Levison James Wood , VR (born 5 May 1982) is an English explorer, writer, photographer and documentary-maker known for his long-form walking expeditions and his work highlighting environmental issues, Indigenous communities, and human stories from remote regions of the world. He has produced numerous books and television documentaries covering subjects ranging from conservation in the Amazon to following the migration of Elephants across Botswana. Levison is Chancellor at Staffordshire University, a UNICEF UK Ambassador, and WWF Ambassador.

==Overland expeditions==
Beginning in December 2013, over the course of nine months, he undertook the first ever expedition to walk the entire length of the river Nile from the Nyungwe Forest in Rwanda. The expedition was inspired by the explorers John Hanning Speke, Richard Francis Burton, David Livingstone and Henry Morton Stanley. Wood was accompanied by numerous guides, journalists (including Matthew Power), and friends along the different stages of the route. The expedition was commissioned into a four part television programme for Channel 4 that aired in January 2015, and Wood detailed the trip in his book Walking the Nile. Power died during the programme from severe heat stroke. Wood was forced to abandon a 450 mi section in South Sudan due to heavy fighting caused by civil war.

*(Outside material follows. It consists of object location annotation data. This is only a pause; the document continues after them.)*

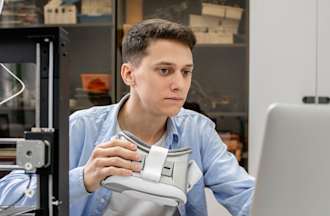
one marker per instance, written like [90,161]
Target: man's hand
[115,157]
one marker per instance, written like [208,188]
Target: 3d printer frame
[45,149]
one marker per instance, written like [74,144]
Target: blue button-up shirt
[230,183]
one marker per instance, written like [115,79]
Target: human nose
[177,81]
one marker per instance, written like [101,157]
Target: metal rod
[50,85]
[10,141]
[37,105]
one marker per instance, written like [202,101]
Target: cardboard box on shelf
[234,13]
[214,38]
[96,7]
[222,11]
[203,21]
[55,13]
[230,26]
[213,10]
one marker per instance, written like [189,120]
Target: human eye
[186,72]
[164,71]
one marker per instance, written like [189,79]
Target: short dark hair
[140,35]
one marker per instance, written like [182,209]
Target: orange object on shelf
[96,83]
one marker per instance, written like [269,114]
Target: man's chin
[171,113]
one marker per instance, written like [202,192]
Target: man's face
[163,77]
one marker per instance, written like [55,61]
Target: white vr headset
[165,178]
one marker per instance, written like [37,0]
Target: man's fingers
[115,171]
[117,151]
[118,142]
[118,162]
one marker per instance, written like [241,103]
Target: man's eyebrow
[171,64]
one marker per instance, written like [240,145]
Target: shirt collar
[109,128]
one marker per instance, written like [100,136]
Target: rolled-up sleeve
[76,176]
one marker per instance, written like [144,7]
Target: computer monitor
[294,170]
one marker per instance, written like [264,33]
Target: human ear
[127,74]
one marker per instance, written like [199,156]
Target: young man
[158,65]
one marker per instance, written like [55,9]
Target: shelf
[227,114]
[235,45]
[78,25]
[6,109]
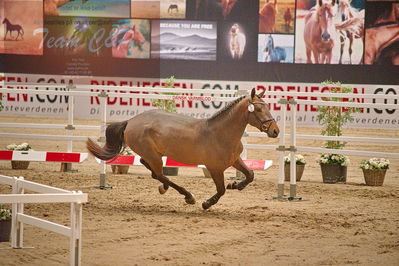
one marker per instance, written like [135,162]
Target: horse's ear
[260,95]
[253,93]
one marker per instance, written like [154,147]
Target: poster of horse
[20,22]
[131,38]
[328,32]
[89,8]
[276,16]
[382,34]
[237,41]
[276,48]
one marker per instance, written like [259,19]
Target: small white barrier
[48,195]
[135,160]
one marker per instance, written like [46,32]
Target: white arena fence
[47,194]
[282,98]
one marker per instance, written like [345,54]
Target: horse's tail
[114,135]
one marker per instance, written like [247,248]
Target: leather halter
[265,124]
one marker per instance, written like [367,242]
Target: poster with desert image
[22,27]
[276,16]
[173,9]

In 2015, Wood embarked a walk spanning the length of the Himalayas from Afghanistan to Bhutan, filming a documentary series and writing another book about the experience, which was published in January 2016.

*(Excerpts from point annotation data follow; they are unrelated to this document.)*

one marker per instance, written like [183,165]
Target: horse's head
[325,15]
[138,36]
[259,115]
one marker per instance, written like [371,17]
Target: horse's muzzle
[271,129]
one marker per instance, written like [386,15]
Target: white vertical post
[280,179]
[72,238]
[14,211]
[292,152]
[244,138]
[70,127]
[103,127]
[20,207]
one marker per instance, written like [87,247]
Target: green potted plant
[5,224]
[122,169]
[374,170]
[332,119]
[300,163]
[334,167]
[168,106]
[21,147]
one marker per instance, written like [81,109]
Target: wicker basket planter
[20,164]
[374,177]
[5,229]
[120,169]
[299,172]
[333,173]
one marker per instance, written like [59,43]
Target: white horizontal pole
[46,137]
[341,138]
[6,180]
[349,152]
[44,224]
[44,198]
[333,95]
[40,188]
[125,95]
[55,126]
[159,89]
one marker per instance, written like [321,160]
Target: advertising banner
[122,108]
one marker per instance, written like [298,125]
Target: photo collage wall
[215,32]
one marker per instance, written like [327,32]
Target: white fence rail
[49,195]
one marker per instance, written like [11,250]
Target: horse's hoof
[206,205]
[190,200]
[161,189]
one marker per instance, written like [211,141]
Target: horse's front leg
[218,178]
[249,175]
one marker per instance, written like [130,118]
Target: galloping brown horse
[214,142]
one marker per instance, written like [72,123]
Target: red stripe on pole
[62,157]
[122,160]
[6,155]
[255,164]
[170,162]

In September 2017, he began a full circumnavigation of the Arabian Peninsula: travelling from Syria, through Iraq, the Gulf, crossing part of the Empty Quarter desert in Oman, traversing Yemen, Saudi Arabia, Jordan and Israel to finish in Lebanon; an expedition totalling 5000 mi. During the course of the journey, he was embedded with Iraqi troops fighting ISIS where he witnessed the liberation of Sharqat and also encountered Palestinian guerrillas and Hezbollah operatives. He visited the city of Palmyra which was then under Russian control. This journey was documented in the Discovery series Arabia With Levison Wood.

Channel 4 broadcast Walking the Americas from January 2017, featuring an expedition from Mexico to Colombia. The channel then broadcast his journey along the Caucasus in the four-episode series From Russia to Iran: Crossing Wild Frontiers.

In May 2020, Channel 4 commenced broadcasting Walking with Elephants, where Levison followed the 650-mile migration of elephants across Botswana.

In August 2023, Levison presented Levison Wood: Walking with...; a three-part wildlife documentary series that aired on Channel 4.

==Bibliography==
- 2015 – Walking the Nile
- 2016 – Walking the Himalayas: An Adventure of Survival and Endurance
- 2017 – Eastern Horizons: Hitchhiking the Silk Road
- 2017 – Walking the Americas
- 2018 – Arabia: A Journey Through The Heart of the Middle East
- 2019 – Incredible Journeys: Discovery, Adventure, Danger, Endurance ISBN 9781526360434
- 2020 - The Last Giants
- 2020 - Encounters: A Photographic Journey
- 2021 - The Art of Exploration
- 2022 - Endurance
- 2023 - Escape from Kabul
- 2025 - The Great Tree Story
==Life==
The son of teachers Levison Wood and Janice, née Curzon, Wood was born on 5 May 1982 at the North Staffordshire Royal Infirmary in Hartshill, Staffordshire. He grew up in nearby Forsbrook and was educated at Painsley Catholic College, before obtaining an honours degree in history at the University of Nottingham. He was commissioned as an officer into the Parachute Regiment on 13 April 2006 where he spent four years, serving in Afghanistan in Helmand, Kandahar and Zabul. Wood was promoted to Captain on 13 October 2008.

He left the army in April 2010, took up a career in writing and photography, and has become a bestselling author. He has extensive experience in travel and exploration in over 100 countries and in 2011 was made a Fellow of the Royal Geographical Society. He is an elected Fellow of the Explorers Club in New York, Fellow of the Royal Society of Arts, a visiting Fellow of The Business School and holds honorary doctorates at Staffordshire University and The University of Nottingham.

Wood acts as a patron and ambassador for a number of charities including UNICEF, the Tusk Trust, The Glacier Trust, the ABF The Soldiers' Charity and The Gurkha Welfare Trust. He rejoined the army in 2012, serving as a reservist Major in the 77th Brigade.

In March 2024 Wood was appointed as Chancellor of Staffordshire University, taking up the position on the 1st May.

==Awards==

===Military Awards & Decorations===
| Operational Service Medal for Afghanistan with Afghanistan clasp |
| Queen Elizabeth II Diamond Jubilee Medal |
| Volunteer Reserves Service Medal |
| Army Achievement Medal (US Army award) |

===Literary Awards===

Walking the Himalayas was voted "Adventure Travel Book of the Year" for 2016 at the Edward Stanford Travel Writing Awards.

Wood was awarded an Honorary Doctorate by Staffordshire University in 2017 in recognition of his work as an explorer, writer and photographer.